Institute of Good Manufacturing Practices India®

(An Autonomous Body Recognized by Ministry of Commerce & Industry, Government of India)

What Deviations can be found in FDA Warning Letters: Lack of GMP Training and related Documentation

Training in Good Manufacturing Practices (GMP) is essential for employees, specialists, and managers in GMP-regulated manufacturing, forming the foundation of a compliant pharmaceutical quality system. Many GMP violations leading to FDA Warning Letters stem from inadequate training.

Proper GMP training ensures high-quality product manufacturing. An FDA Warning Letter states that "training is essential to ensure proper performance of job functions" (Samchundang Pharm Co., Ltd., May 2020). U.S. regulations mandate adequate employee training, with §211.25 CFR requiring personnel involved in drug manufacturing to possess the necessary education and ongoing training conducted by qualified individuals.

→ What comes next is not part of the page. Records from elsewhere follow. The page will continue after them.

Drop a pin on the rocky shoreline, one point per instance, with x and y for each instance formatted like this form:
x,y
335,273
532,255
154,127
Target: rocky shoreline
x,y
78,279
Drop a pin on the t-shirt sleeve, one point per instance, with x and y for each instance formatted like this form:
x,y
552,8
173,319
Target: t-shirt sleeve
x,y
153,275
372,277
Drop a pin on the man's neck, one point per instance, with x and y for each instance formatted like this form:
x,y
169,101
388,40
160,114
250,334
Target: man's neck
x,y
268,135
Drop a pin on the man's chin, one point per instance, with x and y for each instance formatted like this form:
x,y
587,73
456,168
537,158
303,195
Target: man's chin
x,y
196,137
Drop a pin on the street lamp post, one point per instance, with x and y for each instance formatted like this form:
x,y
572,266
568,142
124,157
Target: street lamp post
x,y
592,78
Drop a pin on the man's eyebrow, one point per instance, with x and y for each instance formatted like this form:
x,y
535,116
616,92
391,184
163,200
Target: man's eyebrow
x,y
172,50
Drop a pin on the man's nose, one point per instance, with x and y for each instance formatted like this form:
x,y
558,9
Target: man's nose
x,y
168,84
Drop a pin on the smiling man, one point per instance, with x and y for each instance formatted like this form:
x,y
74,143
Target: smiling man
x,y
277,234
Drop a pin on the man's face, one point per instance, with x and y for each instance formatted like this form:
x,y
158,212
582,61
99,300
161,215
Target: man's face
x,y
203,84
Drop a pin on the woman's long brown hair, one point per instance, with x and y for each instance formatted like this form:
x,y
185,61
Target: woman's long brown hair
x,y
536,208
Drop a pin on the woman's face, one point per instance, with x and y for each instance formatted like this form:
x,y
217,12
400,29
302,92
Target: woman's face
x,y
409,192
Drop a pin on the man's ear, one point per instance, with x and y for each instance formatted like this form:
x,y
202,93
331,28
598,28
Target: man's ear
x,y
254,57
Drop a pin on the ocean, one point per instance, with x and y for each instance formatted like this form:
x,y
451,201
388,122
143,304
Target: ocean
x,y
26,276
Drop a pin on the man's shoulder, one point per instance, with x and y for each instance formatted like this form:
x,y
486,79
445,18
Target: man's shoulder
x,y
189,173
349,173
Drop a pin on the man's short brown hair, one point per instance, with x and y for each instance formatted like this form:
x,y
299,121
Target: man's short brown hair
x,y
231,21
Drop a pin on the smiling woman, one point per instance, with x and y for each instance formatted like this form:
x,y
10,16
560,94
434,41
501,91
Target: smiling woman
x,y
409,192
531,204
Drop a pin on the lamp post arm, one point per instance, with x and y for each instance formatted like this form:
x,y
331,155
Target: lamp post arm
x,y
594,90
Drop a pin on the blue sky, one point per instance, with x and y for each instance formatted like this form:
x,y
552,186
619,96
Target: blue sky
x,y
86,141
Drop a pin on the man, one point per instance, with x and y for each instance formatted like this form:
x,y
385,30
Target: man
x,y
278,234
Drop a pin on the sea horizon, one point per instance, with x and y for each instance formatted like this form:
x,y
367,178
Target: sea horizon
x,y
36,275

Despite these regulations, insufficient training is frequently cited in FDA inspections. Recent Warning Letters identified various deficiencies, such as inadequate employee qualifications, incomplete training records, and insufficient quality oversight.

These findings highlight the FDA's expectations for regular training and proper documentation. Ongoing training issues contribute to compliance violations, underscoring the need for well-trained personnel to maintain GMP standards in pharmaceutical companies.